Explanation: The group (abc)
is matched one or more times.
2. Non-Capturing Groups
Non-capturing groups are used to group multiple characters without capturing them for later use. They are created by placing the characters to be grouped inside a set of parentheses with a ?:
prefix. This is useful when you want to apply a quantifier to a group but don't need to refer to it later.
Example:
Pattern: (?:abc)+
Matches: "abc", "abcabc", "abcabcabc"
Explanation: The group (?:abc)
is matched one or more times, but it is not captured for later reference.
3. Named Capturing Groups
Named capturing groups allow you to assign a name to a capturing group. This makes it easier to refer to the matched substring later. They are created by placing the characters to be grouped inside a set of parentheses with a ?<name>
prefix.
Example:
Pattern: (?<word>abc)
Matches: "abc"
Explanation: The group (?<word>abc)
is matched and can be referred to by the name "word".
4. Backreferences
Backreferences allow you to refer to a previously matched capturing group within the same regular expression.
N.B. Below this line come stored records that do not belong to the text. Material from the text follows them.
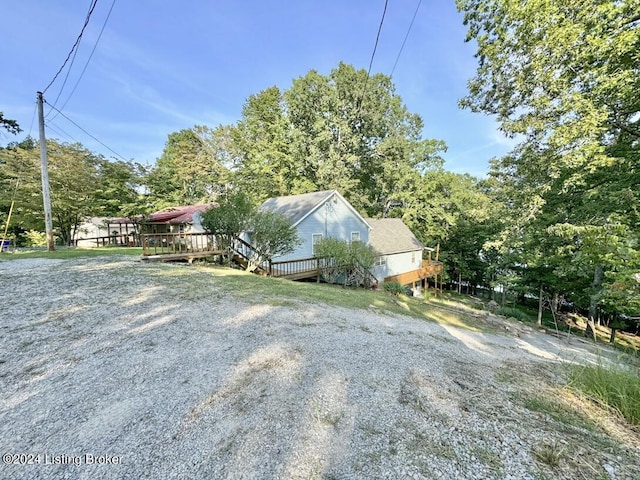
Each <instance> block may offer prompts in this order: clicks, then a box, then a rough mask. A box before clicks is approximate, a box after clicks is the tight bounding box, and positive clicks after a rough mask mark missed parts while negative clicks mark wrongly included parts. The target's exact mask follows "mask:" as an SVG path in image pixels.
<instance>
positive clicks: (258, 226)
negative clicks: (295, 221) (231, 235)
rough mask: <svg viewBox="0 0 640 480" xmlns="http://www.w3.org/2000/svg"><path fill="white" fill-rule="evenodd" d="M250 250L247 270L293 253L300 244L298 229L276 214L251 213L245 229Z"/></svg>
mask: <svg viewBox="0 0 640 480" xmlns="http://www.w3.org/2000/svg"><path fill="white" fill-rule="evenodd" d="M247 233H248V234H249V238H250V240H249V241H250V243H251V246H252V247H253V248H252V252H251V256H250V258H249V262H248V265H247V270H254V269H255V268H256V267H258V266H260V265H263V264H264V263H265V262H271V260H273V258H274V257H277V256H280V255H286V254H288V253H291V252H293V251H295V249H296V248H297V247H298V246H299V245H300V244H301V243H302V239H301V238H300V237H299V236H298V229H297V228H296V227H294V226H293V225H291V222H290V221H289V220H288V219H287V217H285V216H284V215H283V214H281V213H278V212H270V211H261V210H257V211H255V212H253V214H252V215H251V217H250V222H249V226H248V229H247Z"/></svg>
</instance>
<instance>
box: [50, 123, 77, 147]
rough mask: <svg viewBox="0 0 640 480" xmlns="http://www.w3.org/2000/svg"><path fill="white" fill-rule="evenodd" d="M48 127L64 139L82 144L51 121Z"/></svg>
mask: <svg viewBox="0 0 640 480" xmlns="http://www.w3.org/2000/svg"><path fill="white" fill-rule="evenodd" d="M47 127H49V128H50V129H51V130H53V131H54V132H55V133H57V134H58V135H62V136H64V137H67V138H68V139H69V140H71V141H72V142H76V143H81V142H80V141H79V140H78V139H76V138H75V137H73V136H72V135H71V134H69V133H67V132H65V131H64V130H63V129H62V127H60V125H58V124H56V123H53V122H52V121H51V120H48V121H47Z"/></svg>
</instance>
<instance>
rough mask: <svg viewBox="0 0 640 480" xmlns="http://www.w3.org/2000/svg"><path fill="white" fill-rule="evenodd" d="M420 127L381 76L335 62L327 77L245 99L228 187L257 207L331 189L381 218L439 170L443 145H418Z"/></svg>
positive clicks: (304, 75) (353, 67)
mask: <svg viewBox="0 0 640 480" xmlns="http://www.w3.org/2000/svg"><path fill="white" fill-rule="evenodd" d="M365 84H366V88H364V87H365ZM422 128H423V123H422V119H421V118H420V117H419V116H418V115H415V114H411V113H409V112H408V110H407V108H406V106H405V105H404V104H403V103H402V100H401V98H400V96H399V95H397V94H396V93H395V90H394V87H393V84H392V83H391V79H390V78H389V77H388V76H385V75H382V74H377V75H373V76H371V77H370V78H367V72H366V71H365V70H357V69H355V68H354V67H353V66H351V65H346V64H344V63H340V64H339V65H338V67H337V68H335V69H333V70H332V71H331V72H330V73H329V74H328V75H322V74H320V73H318V72H317V71H315V70H311V71H310V72H308V73H307V74H306V75H304V76H303V77H300V78H297V79H294V80H293V83H292V85H291V87H290V88H289V89H287V90H285V91H280V89H278V88H277V87H270V88H268V89H266V90H263V91H262V92H260V93H258V94H257V95H252V96H250V97H249V99H248V100H247V102H246V103H245V106H244V108H243V112H242V119H241V120H240V121H239V122H238V124H237V125H235V126H234V127H232V129H231V131H232V137H233V143H232V145H228V146H227V151H229V152H233V153H232V154H231V156H232V157H233V158H234V160H235V161H236V163H235V165H236V166H235V168H234V184H236V185H238V186H242V188H245V189H248V190H250V191H251V194H252V195H253V196H254V197H255V200H256V202H259V201H262V200H264V199H266V198H268V197H272V196H280V195H289V194H296V193H305V192H309V191H314V190H325V189H337V190H339V191H340V192H341V193H342V194H344V195H345V197H346V198H347V199H348V200H349V201H350V202H351V203H352V204H353V205H354V206H355V207H356V208H357V209H359V210H361V211H366V213H367V214H368V215H370V216H386V215H388V214H389V212H390V210H391V208H393V206H394V205H396V204H398V203H402V202H403V201H404V200H406V199H408V198H410V197H411V193H410V192H411V191H413V190H414V189H415V185H416V183H417V181H418V177H419V176H420V175H421V174H422V173H423V172H424V171H426V170H427V169H429V168H433V167H436V166H440V165H441V164H442V160H441V159H440V157H439V153H440V152H442V151H443V150H444V149H445V145H444V143H443V142H441V141H437V140H424V139H422V138H421V135H422Z"/></svg>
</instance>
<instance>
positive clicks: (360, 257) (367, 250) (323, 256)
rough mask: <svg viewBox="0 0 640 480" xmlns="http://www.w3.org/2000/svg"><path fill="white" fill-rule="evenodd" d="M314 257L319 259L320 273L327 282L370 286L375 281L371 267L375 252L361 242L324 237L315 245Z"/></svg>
mask: <svg viewBox="0 0 640 480" xmlns="http://www.w3.org/2000/svg"><path fill="white" fill-rule="evenodd" d="M314 248H315V255H314V256H315V257H316V258H320V259H321V264H320V265H321V267H320V268H321V269H322V275H323V276H324V278H325V280H326V281H327V282H329V283H338V282H340V283H343V281H344V284H345V285H354V286H359V285H364V286H370V285H372V284H374V283H375V278H374V277H373V276H372V275H371V271H370V270H371V267H373V264H374V263H375V259H376V254H375V252H374V251H373V249H372V248H371V247H370V246H369V245H365V244H364V243H362V242H351V243H348V242H346V241H345V240H339V239H336V238H326V239H324V240H322V241H321V242H319V243H317V244H316V245H315V247H314Z"/></svg>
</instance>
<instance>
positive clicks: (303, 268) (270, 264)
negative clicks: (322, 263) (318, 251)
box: [268, 258, 320, 280]
mask: <svg viewBox="0 0 640 480" xmlns="http://www.w3.org/2000/svg"><path fill="white" fill-rule="evenodd" d="M268 275H269V276H270V277H276V278H286V279H288V280H302V279H303V278H313V277H317V278H318V280H319V279H320V260H319V259H317V258H303V259H300V260H291V261H285V262H271V263H270V264H269V268H268Z"/></svg>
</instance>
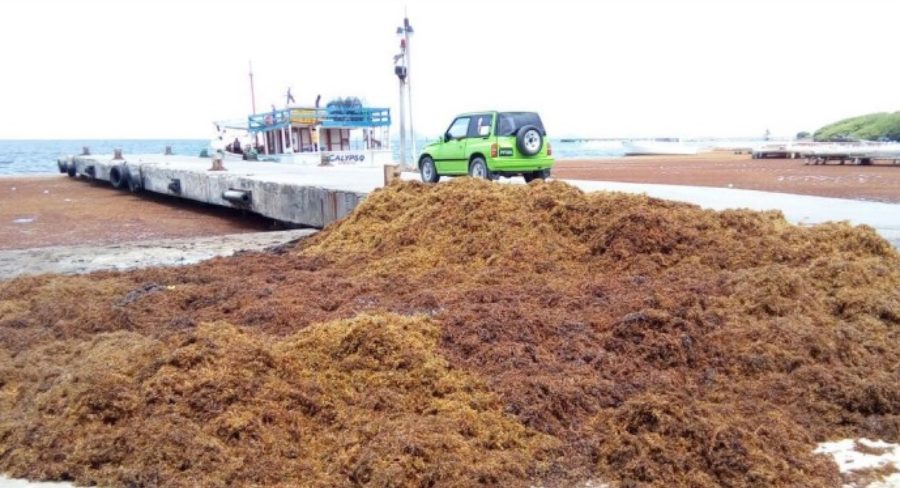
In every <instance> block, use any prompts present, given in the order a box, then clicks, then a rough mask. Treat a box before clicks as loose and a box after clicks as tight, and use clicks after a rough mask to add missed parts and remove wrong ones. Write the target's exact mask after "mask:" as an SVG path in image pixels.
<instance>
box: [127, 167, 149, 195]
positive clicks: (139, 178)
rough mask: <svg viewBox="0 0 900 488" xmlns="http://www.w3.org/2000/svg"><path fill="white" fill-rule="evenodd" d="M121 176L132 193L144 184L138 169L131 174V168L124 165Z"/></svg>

They are created using the backslash \
followed by the number of the capturing group. For named capturing groups, you can use \k<name>
.
Example:
Pattern: (\w)\1
Matches: "aa", "bb", "cc"
Explanation: The pattern (\w)\1
matches any word character followed by the same character.
5. Conditional Groups
Conditional groups allow you to specify different patterns based on whether a previous capturing group matched or not. They are created using the syntax (?(condition)true-pattern|false-pattern)
. This is useful for creating more complex and flexible patterns.
Example:
Pattern: (a)?(?(1)b|c)
Matches: "ab", "c"
Explanation: The pattern (a)?(?(1)b|c)
matches "ab" if "a" is present, otherwise it matches "c".